PEKERJAAN sebagai seorang pengacara di Indonesia memang cukup menjanjikan. Beberapa nama pengacara kondang seperti Hotman Paris Hutapea, Ruhut Sitompul, Hotma Sitompul dan beberapa pengacara lainnya berhasil menyita publik dengan kehidupan mewah mereka.
Meski demikian, sadarkah Anda bahwa beberapa pengacara kondang tersebut sebagian besar berdarah Batak? Mungkin sebagian dari kalian menyadarinya, namun tidak mengerti dengan jelas hal apa yang menjadi penyebabnya.
Dalam sebuah postingan yang diunggah oleh Presiden Jokowi melalui akun media sosial Instagram-nya @jokowi, ia menjelaskan tentang alasan orang Batak yang gemar menjadi pengacara.

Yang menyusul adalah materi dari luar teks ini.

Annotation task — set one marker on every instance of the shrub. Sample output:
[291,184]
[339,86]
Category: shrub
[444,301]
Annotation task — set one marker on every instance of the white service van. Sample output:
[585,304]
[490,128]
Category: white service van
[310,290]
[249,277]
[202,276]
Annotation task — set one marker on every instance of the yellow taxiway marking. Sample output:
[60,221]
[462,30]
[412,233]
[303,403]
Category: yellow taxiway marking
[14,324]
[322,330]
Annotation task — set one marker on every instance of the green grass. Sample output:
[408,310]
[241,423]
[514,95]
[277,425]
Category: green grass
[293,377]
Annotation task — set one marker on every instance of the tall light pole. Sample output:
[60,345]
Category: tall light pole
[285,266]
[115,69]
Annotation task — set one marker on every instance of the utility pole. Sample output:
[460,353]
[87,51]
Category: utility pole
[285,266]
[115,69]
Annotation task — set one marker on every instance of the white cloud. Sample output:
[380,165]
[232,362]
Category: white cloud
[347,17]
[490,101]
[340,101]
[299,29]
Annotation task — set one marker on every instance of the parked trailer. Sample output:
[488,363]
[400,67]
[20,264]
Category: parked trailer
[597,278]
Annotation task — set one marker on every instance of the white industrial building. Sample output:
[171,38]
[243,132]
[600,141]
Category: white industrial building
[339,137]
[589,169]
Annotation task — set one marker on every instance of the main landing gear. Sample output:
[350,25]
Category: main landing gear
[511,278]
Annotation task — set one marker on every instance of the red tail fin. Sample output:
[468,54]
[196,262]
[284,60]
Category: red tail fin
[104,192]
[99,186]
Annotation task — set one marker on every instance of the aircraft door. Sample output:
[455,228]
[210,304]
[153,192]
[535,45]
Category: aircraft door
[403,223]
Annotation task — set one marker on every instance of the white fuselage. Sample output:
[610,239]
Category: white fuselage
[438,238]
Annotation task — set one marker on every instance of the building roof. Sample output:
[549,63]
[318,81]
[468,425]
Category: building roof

Semuanya berawal dari kunjungan Jokowi menuju Kampung Tua Huta Siallagan. Sesuai dengan namanya, kampung ini diambil dari nama Raja Siallagan yang berasal dari garis keturunan suku Batak asli.
Lebih lanjut presiden ketujuh Republik Indonesia tersebut menjelaskan bahwa kampung bersejarah tersebut terletak di area Danau Toba, tepatnya di Desa Ambarita, Kabupaten Samosir. Di kampung inilah konon sejarah peradaban hukum di Samosir ditegakkan sejak dahulu kala.
Di tempat ini pula terdapat bekas ‘batu persidangan yang berbentuk seperti sebuah meja lengkap dengan kursinya tersusun melingkar seperti meja rapat. Tempat ini digunakan untuk mengadili masyarakat yang melanggar hukum adat. Cerita ini dikisahkan oleh keturunan raja ke-17 Siallagan bernama Gading Jansen Siallagan.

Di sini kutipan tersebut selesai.